What Does Rotation Prediction Tell Us about Classifier Accuracy under Varying Testing Environments?
This addresses the challenge of expensive image annotations in real-world testing for the machine learning community, though it is incremental as it builds on existing multi-task learning approaches.
The paper tackles the problem of evaluating classifier accuracy on unlabeled test sets under varying environments by discovering a strong linear correlation (Pearson's r > 0.88) between semantic classification accuracy and rotation prediction accuracy, enabling performance estimation via linear regression.
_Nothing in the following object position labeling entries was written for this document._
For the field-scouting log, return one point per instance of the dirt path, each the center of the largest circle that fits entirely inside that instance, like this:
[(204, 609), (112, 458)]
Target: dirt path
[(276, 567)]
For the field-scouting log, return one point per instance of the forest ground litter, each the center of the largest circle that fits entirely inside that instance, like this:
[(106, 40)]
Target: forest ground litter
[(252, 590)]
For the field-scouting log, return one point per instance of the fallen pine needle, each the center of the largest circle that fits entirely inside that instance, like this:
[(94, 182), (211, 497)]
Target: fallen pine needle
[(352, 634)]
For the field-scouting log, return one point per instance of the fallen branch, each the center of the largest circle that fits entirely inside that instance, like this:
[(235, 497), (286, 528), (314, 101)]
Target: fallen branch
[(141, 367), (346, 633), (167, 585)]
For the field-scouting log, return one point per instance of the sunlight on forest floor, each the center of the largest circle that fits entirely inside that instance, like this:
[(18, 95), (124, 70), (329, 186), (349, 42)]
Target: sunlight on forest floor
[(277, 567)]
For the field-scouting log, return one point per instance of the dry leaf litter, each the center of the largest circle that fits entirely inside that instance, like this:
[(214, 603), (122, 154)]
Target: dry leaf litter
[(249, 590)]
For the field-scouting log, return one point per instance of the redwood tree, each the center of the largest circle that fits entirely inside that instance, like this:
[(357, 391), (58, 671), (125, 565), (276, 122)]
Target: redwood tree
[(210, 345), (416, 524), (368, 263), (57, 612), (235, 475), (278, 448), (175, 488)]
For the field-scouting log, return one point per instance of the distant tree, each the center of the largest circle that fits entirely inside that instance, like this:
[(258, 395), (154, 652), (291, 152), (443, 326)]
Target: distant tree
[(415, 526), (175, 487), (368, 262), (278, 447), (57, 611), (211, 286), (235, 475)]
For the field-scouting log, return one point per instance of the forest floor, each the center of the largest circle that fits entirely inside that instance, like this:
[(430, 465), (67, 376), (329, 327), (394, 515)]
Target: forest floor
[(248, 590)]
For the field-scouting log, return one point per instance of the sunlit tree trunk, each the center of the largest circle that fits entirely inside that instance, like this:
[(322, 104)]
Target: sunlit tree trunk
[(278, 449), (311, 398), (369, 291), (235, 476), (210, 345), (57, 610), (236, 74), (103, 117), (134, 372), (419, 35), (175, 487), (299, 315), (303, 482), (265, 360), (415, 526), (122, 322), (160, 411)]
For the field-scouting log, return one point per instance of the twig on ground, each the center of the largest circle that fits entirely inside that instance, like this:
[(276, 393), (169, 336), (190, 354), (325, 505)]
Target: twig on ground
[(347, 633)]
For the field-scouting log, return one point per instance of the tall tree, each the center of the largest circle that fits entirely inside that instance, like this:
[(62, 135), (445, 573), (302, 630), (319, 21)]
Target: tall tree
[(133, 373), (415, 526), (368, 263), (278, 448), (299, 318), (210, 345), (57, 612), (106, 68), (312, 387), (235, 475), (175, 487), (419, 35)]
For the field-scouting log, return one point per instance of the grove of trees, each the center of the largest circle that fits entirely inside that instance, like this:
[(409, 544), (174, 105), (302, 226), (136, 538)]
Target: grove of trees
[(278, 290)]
Understanding classifier decision under novel environments is central to the community, and a common practice is evaluating it on labeled test sets. However, in real-world testing, image annotations are difficult and expensive to obtain, especially when the test environment is changing. A natural question then arises: given a trained classifier, can we evaluate its accuracy on varying unlabeled test sets? In this work, we train semantic classification and rotation prediction in a multi-task way. On a series of datasets, we report an interesting finding, i.e., the semantic classification accuracy exhibits a strong linear relationship with the accuracy of the rotation prediction task (Pearson's Correlation r > 0.88). This finding allows us to utilize linear regression to estimate classifier performance from the accuracy of rotation prediction which can be obtained on the test set through the freely generated rotation labels.